Pre-built GPU training image for Flow-Factory: CUDA 12.9, Python 3.12, PyTorch 2.8, DeepSpeed, and W&B — ready to run ff-train out of the box.
| Requirement | Minimum |
|---|---|
| OS | Linux (x86_64) |
| GPU | NVIDIA with Compute Capability ≥ 7.0 |
| NVIDIA Driver | ≥ 535 |
| Docker | ≥ 24.0 |
| NVIDIA Container Toolkit | Install guide |
Apple Silicon (M1–M4): The image is
linux/amd64only.

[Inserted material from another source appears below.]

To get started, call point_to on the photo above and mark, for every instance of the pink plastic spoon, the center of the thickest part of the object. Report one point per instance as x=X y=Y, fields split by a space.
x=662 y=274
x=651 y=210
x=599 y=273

You can use it for smoke tests and CLI checks via Docker Desktop's QEMU emulation, but there is no CUDA-capable GPU on macOS — real training requires a Linux + NVIDIA host.
docker pull ghcr.io/x-gengroup/flow-factory:0.1.0
# or: docker pull ghcr.io/x-gengroup/flow-factory:latestRun:
docker run --rm -it --gpus all ghcr.io/x-gengroup/flow-factory:0.1.0Clone with the diffusers submodule (required):
git clone --recursive https://github.com/X-GenGroup/Flow-Factory.git
cd Flow-Factory
# or, if already cloned: git submodule update --init --recursiveBuild from the repository root:
docker buildx build --platform linux/amd64 \
-f docker/docker-cuda/Dockerfile \
-t flow-factory:local --load .Run:
docker run --rm -it --gpus all flow-factory:localdocker run --rm -it --gpus all \
ghcr.io/x-gengroup/flow-factory:0.1.0 \
ff-train examples/grpo/lora/flux1/default.yamldocker run --rm -it --gpus all \
-v /path/to/my-configs:/app/configs:ro \
-v /path/to/outputs:/app/outputs \
ghcr.io/x-gengroup/flow-factory:0.1.0 \
ff-train /app/configs/my_experiment.yamldocker run --rm -it --gpus all --ipc=host --shm-size=16g \
ghcr.io/x-gengroup/flow-factory:0.1.0 \
ff-train examples/grpo/lora/flux1/default.yamlNote:
--ipc=host(or--shm-size=16g) is required for DeepSpeed / NCCL multi-GPU communication.
| Option | Example |
|---|---|
| W&B tracking | -e WANDB_API_KEY=your_key |
| Mount data | -v /host/data:/app/data:ro |
| Mount outputs | -v /host/outputs:/app/outputs |
| Shared memory | --ipc=host or --shm-size=16g |
| PyTorch mirror (build-time) | --build-arg PYTORCH_INDEX_URL=https://your-mirror/whl/cu129 |
The working directory inside the image is /app (a copy of the repo at build time). For live-editing, mount a bind volume over /app or a subdirectory.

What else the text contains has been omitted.